Many disabled people experience fear, harassment and occasionally violence in an array of public and private spaces, yet the issue remains unexamined by geographers of disability. To address this research gap, the paper develops a critical geography of disability “hate crime.” Extreme, yet rare, violent acts against disabled people constitute the popular and policy imagination of disability hate crime. While clearly important, these cases characterise disability hate crime as individually‐targeted placeless acts of extreme abjection against disabled people. At the same time, they arguably draw attention away from everyday “low‐level” harassment, name‐calling, fear, and neglect experienced by many in mainstream spaces and the impact on senses of social inclusion and belonging.
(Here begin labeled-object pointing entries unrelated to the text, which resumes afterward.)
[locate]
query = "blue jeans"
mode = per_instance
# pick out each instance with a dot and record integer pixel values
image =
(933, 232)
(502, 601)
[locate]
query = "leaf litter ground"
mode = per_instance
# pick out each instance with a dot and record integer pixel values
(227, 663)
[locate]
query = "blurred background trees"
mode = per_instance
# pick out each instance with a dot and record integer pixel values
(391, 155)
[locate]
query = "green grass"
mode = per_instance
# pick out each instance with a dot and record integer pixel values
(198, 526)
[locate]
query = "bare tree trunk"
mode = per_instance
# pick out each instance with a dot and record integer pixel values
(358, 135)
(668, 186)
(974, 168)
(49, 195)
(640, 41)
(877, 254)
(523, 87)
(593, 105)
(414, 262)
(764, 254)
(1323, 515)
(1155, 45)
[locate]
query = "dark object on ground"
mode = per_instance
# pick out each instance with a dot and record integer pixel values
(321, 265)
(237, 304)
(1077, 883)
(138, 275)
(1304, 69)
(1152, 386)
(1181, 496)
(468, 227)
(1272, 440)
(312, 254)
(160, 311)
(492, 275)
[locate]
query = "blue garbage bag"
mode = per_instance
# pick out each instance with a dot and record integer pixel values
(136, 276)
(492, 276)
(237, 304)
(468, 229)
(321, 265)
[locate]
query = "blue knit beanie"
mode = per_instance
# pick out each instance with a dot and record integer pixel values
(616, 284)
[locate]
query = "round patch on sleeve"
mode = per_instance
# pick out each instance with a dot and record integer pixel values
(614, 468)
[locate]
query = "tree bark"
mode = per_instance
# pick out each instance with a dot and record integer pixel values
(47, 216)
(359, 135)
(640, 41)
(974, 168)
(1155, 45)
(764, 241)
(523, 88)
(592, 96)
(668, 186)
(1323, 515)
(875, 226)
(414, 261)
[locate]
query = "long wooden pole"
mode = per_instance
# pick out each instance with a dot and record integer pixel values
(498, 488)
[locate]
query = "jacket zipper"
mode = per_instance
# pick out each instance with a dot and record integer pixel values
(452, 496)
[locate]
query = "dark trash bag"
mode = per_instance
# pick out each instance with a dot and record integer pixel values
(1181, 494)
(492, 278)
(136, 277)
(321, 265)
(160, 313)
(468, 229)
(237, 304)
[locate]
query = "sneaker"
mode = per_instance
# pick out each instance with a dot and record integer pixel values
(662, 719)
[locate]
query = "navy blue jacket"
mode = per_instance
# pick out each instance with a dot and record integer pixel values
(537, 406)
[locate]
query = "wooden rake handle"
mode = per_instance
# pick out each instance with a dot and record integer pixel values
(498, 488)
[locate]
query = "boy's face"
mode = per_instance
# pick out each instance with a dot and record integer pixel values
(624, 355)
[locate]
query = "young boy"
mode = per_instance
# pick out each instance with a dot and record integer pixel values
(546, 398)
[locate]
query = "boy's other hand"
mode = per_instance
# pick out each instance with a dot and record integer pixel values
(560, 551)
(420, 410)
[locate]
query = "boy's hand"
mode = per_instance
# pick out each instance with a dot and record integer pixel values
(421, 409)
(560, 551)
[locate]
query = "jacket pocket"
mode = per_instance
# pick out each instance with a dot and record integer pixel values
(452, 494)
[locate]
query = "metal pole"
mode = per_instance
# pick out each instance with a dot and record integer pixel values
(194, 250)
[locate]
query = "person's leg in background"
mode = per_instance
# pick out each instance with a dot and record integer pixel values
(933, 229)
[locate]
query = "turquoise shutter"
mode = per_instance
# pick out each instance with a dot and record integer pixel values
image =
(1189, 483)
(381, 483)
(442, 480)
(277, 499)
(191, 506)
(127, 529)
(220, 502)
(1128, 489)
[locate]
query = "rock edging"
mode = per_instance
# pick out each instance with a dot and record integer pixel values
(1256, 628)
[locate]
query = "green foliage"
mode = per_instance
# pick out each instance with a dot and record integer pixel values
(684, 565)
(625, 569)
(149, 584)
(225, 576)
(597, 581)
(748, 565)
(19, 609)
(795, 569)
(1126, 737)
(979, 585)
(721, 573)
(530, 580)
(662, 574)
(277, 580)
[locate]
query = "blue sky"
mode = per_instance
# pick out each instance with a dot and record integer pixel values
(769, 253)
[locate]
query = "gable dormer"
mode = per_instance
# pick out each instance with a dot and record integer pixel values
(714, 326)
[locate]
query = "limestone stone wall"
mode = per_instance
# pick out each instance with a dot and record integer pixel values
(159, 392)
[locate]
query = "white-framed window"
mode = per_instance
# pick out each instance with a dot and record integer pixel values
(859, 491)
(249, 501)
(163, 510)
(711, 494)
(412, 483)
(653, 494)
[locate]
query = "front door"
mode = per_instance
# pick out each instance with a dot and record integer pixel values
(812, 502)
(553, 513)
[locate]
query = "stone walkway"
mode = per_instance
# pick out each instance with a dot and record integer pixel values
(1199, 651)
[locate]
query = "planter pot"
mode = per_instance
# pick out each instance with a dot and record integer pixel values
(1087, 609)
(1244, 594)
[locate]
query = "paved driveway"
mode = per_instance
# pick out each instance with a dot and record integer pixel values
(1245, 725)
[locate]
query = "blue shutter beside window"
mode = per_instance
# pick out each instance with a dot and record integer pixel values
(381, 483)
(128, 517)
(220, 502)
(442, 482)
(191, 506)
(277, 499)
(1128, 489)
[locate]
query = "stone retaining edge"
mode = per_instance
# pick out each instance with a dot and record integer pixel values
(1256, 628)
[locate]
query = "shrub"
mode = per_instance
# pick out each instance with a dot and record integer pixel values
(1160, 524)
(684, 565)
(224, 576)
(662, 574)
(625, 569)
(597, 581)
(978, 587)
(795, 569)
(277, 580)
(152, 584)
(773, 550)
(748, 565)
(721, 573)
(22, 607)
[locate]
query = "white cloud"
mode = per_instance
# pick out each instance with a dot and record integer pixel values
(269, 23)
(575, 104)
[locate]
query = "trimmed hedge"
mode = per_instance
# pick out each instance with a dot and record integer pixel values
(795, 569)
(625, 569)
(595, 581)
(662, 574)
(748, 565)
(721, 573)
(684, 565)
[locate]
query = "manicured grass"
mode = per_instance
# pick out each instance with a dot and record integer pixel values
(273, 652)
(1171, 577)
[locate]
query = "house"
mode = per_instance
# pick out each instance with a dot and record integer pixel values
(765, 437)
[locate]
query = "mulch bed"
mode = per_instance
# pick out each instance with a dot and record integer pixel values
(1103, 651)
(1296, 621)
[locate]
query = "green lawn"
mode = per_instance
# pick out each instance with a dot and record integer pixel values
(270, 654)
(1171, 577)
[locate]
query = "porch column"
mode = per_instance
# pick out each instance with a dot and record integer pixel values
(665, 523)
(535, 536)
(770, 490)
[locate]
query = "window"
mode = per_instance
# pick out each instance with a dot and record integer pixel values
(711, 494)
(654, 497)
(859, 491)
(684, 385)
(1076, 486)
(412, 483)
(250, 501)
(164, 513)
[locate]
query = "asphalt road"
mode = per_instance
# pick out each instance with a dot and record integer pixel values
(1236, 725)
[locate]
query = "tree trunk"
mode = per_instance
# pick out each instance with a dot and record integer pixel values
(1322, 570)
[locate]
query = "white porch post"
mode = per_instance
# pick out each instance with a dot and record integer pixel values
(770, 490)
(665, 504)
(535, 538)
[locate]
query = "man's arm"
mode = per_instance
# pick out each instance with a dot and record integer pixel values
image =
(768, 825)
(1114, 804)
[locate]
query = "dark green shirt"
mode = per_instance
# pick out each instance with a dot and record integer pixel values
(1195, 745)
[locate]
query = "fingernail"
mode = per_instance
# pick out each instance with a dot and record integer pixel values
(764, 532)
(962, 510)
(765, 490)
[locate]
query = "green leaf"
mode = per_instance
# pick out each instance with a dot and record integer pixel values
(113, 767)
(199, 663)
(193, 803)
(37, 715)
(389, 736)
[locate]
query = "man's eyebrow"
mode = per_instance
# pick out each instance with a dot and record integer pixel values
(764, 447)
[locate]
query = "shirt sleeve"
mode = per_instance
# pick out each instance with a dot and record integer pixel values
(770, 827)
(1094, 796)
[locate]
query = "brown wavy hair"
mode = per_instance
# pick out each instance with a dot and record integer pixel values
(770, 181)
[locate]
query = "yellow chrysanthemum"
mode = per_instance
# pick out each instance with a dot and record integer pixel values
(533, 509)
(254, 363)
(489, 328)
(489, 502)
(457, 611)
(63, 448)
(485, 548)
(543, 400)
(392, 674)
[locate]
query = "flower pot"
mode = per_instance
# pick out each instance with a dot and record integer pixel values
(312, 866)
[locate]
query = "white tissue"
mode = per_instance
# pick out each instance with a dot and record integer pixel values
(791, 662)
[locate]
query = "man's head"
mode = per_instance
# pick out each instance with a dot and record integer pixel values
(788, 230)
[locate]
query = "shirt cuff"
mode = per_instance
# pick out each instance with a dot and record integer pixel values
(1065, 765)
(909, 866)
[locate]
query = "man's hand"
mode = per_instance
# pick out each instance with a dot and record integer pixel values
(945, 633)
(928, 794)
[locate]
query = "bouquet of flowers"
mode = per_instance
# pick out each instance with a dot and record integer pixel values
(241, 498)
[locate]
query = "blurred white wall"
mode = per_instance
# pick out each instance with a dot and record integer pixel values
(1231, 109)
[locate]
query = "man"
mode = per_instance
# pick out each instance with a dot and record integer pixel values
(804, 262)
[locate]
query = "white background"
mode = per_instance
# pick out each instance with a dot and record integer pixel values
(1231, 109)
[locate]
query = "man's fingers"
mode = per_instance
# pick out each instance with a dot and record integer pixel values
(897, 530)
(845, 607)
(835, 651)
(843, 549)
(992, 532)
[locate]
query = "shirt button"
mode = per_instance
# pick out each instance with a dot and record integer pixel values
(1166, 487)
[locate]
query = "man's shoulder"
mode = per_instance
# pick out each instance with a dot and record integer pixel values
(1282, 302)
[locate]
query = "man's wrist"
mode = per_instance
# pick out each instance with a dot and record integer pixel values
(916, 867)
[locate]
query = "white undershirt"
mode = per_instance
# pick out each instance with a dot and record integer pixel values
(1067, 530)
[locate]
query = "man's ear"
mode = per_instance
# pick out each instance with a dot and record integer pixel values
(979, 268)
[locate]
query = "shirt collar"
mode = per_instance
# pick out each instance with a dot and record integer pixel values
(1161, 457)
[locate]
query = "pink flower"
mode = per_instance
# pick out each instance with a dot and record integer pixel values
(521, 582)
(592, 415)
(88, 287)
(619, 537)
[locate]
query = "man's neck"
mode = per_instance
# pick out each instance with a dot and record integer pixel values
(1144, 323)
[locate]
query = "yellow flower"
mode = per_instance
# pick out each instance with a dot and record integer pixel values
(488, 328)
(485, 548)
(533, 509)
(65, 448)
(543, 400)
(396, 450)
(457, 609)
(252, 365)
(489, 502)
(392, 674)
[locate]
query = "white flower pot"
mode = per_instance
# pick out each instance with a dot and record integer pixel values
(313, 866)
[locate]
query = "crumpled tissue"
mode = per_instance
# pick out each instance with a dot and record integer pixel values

Citing “race”‐related hate crime studies, which have recognised the role of social and physical environments in shaping incidence, the paper seeks to shift research and, in turn, policy on disability hate crime towards the local and micro‐scale spaces and moments within which incidents occur, and the social relations that constitute these acts, in the context of an exclusionary disablist society. The paper is organised in two parts: first, evidence of harassment and violence experienced by disabled people (UK‐focused) is examined and the emergence of disability “hate crime” critiqued; second, a critical geography of disability hate crime is developed, applying insights from hate crime studies and relational geographies of disability. The paper concludes by setting out an agenda for Geography's potential contribution to disability and wider hate crime research.